Go to kalshi.com and click "Sign Up." You'll need an email address and password. The process is straightforward — no financial background or experience required.
As a CFTC-regulated exchange, Kalshi is required to verify your identity. You'll upload a government ID (driver's license or passport) and take a selfie. Approval is typically instant or takes a few hours. US residents only — no VPN needed or tolerated.
Connect a bank account via ACH or fund via debit card. The minimum deposit is just $1, though $50–$100 gives you meaningful flexibility to diversify across several markets. ACH deposits can take 1–3 business days to settle.
Head to the Markets tab and explore. Filter by category — Economics, Sports, Politics. Look at the contract price (implied probability), check the volume, and review the order book for spread width. Don't trade anything with a spread above $0.08–0.10 until you're comfortable.
Start small — $10–$20 on a liquid market you've researched. Use a limit order at your desired price rather than market order, especially for larger positions. After the event resolves, winnings settle to your account automatically. Try an economic market (Fed or CPI) for your first trade — they're easier to research and have better liquidity.
Kalshi's economic calendar shows upcoming events (Fed meetings, CPI releases, jobs reports) well in advance.
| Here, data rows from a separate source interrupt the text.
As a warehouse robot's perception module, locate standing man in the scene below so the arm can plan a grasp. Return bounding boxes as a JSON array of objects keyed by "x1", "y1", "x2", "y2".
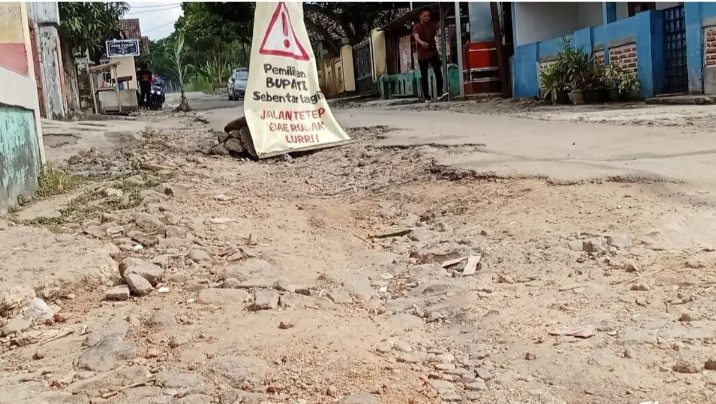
[
  {"x1": 413, "y1": 9, "x2": 448, "y2": 102},
  {"x1": 137, "y1": 63, "x2": 152, "y2": 108}
]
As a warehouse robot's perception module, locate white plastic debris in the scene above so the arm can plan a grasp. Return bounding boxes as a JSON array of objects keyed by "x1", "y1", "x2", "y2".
[
  {"x1": 209, "y1": 217, "x2": 236, "y2": 224},
  {"x1": 22, "y1": 297, "x2": 55, "y2": 321}
]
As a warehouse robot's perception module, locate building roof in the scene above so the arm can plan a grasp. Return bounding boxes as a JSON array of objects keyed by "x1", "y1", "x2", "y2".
[{"x1": 119, "y1": 18, "x2": 142, "y2": 40}]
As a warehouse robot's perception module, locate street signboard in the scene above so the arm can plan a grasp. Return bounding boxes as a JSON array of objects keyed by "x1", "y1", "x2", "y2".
[
  {"x1": 244, "y1": 2, "x2": 350, "y2": 158},
  {"x1": 106, "y1": 39, "x2": 141, "y2": 58}
]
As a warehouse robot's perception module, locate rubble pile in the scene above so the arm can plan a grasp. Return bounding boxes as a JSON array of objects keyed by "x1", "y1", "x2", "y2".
[{"x1": 204, "y1": 117, "x2": 257, "y2": 158}]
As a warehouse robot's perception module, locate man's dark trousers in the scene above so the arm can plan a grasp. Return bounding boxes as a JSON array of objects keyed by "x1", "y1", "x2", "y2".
[
  {"x1": 139, "y1": 81, "x2": 152, "y2": 108},
  {"x1": 418, "y1": 54, "x2": 443, "y2": 100}
]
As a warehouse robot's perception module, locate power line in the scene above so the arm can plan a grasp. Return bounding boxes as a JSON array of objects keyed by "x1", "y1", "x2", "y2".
[
  {"x1": 127, "y1": 6, "x2": 181, "y2": 15},
  {"x1": 132, "y1": 3, "x2": 181, "y2": 9},
  {"x1": 142, "y1": 21, "x2": 176, "y2": 36}
]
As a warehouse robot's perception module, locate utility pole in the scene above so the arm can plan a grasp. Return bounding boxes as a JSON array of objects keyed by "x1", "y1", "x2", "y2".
[
  {"x1": 490, "y1": 2, "x2": 512, "y2": 98},
  {"x1": 455, "y1": 1, "x2": 465, "y2": 98}
]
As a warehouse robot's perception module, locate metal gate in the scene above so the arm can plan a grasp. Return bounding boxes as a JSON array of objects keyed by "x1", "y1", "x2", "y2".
[
  {"x1": 353, "y1": 39, "x2": 378, "y2": 95},
  {"x1": 29, "y1": 24, "x2": 47, "y2": 118},
  {"x1": 663, "y1": 5, "x2": 689, "y2": 94}
]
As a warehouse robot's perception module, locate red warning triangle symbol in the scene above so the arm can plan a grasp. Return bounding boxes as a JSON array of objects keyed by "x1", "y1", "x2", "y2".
[{"x1": 259, "y1": 2, "x2": 310, "y2": 60}]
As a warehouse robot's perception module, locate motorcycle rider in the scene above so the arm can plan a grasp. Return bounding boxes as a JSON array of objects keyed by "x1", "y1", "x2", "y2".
[{"x1": 137, "y1": 63, "x2": 152, "y2": 109}]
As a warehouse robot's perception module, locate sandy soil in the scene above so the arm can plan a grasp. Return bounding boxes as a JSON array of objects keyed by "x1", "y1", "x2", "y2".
[{"x1": 0, "y1": 104, "x2": 716, "y2": 404}]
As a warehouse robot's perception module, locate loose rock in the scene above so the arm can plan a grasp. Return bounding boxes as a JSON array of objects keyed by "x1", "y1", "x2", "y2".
[
  {"x1": 189, "y1": 249, "x2": 211, "y2": 263},
  {"x1": 196, "y1": 288, "x2": 249, "y2": 306},
  {"x1": 338, "y1": 393, "x2": 380, "y2": 404},
  {"x1": 119, "y1": 257, "x2": 164, "y2": 286},
  {"x1": 147, "y1": 310, "x2": 177, "y2": 328},
  {"x1": 465, "y1": 379, "x2": 487, "y2": 391},
  {"x1": 124, "y1": 273, "x2": 154, "y2": 296},
  {"x1": 252, "y1": 290, "x2": 279, "y2": 310},
  {"x1": 631, "y1": 282, "x2": 651, "y2": 292},
  {"x1": 22, "y1": 297, "x2": 55, "y2": 321},
  {"x1": 2, "y1": 317, "x2": 32, "y2": 337},
  {"x1": 77, "y1": 336, "x2": 137, "y2": 372},
  {"x1": 104, "y1": 285, "x2": 129, "y2": 301}
]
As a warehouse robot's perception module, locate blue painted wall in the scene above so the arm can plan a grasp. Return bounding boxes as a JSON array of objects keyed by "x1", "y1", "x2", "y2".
[
  {"x1": 684, "y1": 2, "x2": 716, "y2": 94},
  {"x1": 513, "y1": 8, "x2": 665, "y2": 97},
  {"x1": 467, "y1": 2, "x2": 495, "y2": 43},
  {"x1": 512, "y1": 2, "x2": 716, "y2": 97},
  {"x1": 0, "y1": 104, "x2": 40, "y2": 210}
]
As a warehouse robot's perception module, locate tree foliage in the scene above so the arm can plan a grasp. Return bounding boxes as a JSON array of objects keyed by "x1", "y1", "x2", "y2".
[{"x1": 59, "y1": 1, "x2": 129, "y2": 51}]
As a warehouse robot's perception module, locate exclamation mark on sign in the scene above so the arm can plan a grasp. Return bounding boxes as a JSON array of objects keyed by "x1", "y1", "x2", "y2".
[{"x1": 281, "y1": 13, "x2": 291, "y2": 49}]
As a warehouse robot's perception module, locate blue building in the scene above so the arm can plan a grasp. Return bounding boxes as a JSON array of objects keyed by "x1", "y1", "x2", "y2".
[{"x1": 511, "y1": 2, "x2": 716, "y2": 98}]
Mark the next FOMC meeting date, research the current Fed Funds Futures pricing, and decide whether Kalshi's contract is fairly priced before the event. This is the most research-friendly approach for new traders.
We're not here to oversell this. Kalshi is genuinely interesting and has real advantages — but it's not for everyone.
Trading on Kalshi involves financial risk. You can lose your entire investment on any given contract. Only trade money you can afford to lose. Past research-based approaches don't guarantee future results. This article is educational, not financial advice.